Il dolore. Diciamo una parola su questa incredibile e misteriosa esperienza del dolore che attanaglia tutti. Certo la sofferenza dei bambini e dei ragazzi ci colpisce in modo del tutto speciale. Insomma, non si può continuare a girare intorno al problema come fanno in troppi (al massimo cercando solo le cause) senza chiedersi anche il perché del dolore, perché ci è toccato in sorte, perché proprio a me, a noi, cosa vuol  dirmi, a cosa mi chiama, se serve, se può essere di aiuto ad altri, a tanti, se può irrorare, fecondare un vasto arido campo pieno di pietre e sassi come è il mondo in cui siamo, cosa mi chiede di capire, di comprendere  profondamente, radicalmente, se il dolore e la sofferenza possono essere veramente guardati, attraversati, compresi, abbracciati, perdonati, se dolore e sofferenza possono essere dati, affidati, consegnati ad altri, se il dolore può essere offerto, innalzato, gridato; se si può piangere, piangere davanti a qualcuno, insieme a qualcuno, liberamente, finché tutte le lacrime non siano uscite. Se c’è Qualcuno e qualcosa che il dolore lo può e lo sa prendere, fare suo, lanciarlo in alto, in alto, lontano lontano.

E poi, dopo il dolore, insieme al dolore, ripartire, ricostruire, rimettersi in piedi, vedere il nuovo, il diverso, un’altra strada, un altro modo, una storia nuova e diversa. “Se devo cambiare – mi gridò Cristian – fammi vedere un altro modo e un altro mondo, sennò io come faccio a capire? Se non mi fai provare, come posso sapere? Vai avanti prima tu, anziché continuare a dirmi cosa devo fare io”. Oppure Gabriele: “Adesso che me le hai dette tutte, adesso che mi hai spogliato di tutto, con cosa mi vesto? Che abiti mi metto addosso?”. Per capire tutto questo – no, non per capire, per almeno un po’ avvicinarsi a tutto questo – occorre che sulla Croce abbiamo a salirci, occorre lavorare, impegnarsi, “sboccar sangue” si dice a Pesaro, occorre crederci, sporcarsi le mani, stare con i ragazzi, viverci insieme, occorre lasciarsi stupire, interrogare, ferire. Occorre salirci sulla Croce!

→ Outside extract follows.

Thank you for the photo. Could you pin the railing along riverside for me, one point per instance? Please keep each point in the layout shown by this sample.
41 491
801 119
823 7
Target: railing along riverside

Guardare tutto questo, starci davanti non è facile, non è scontato, non è dato una volta per tutte. Ci vuole forza e coraggio, occorre che Qualcuno e qualcosa questa forza e coraggio ce li diano per salire sulla Croce. La Croce va abbracciata, forte, va stretta, stretta, e occorre starci su a lungo, con le braccia aperte, spalancate.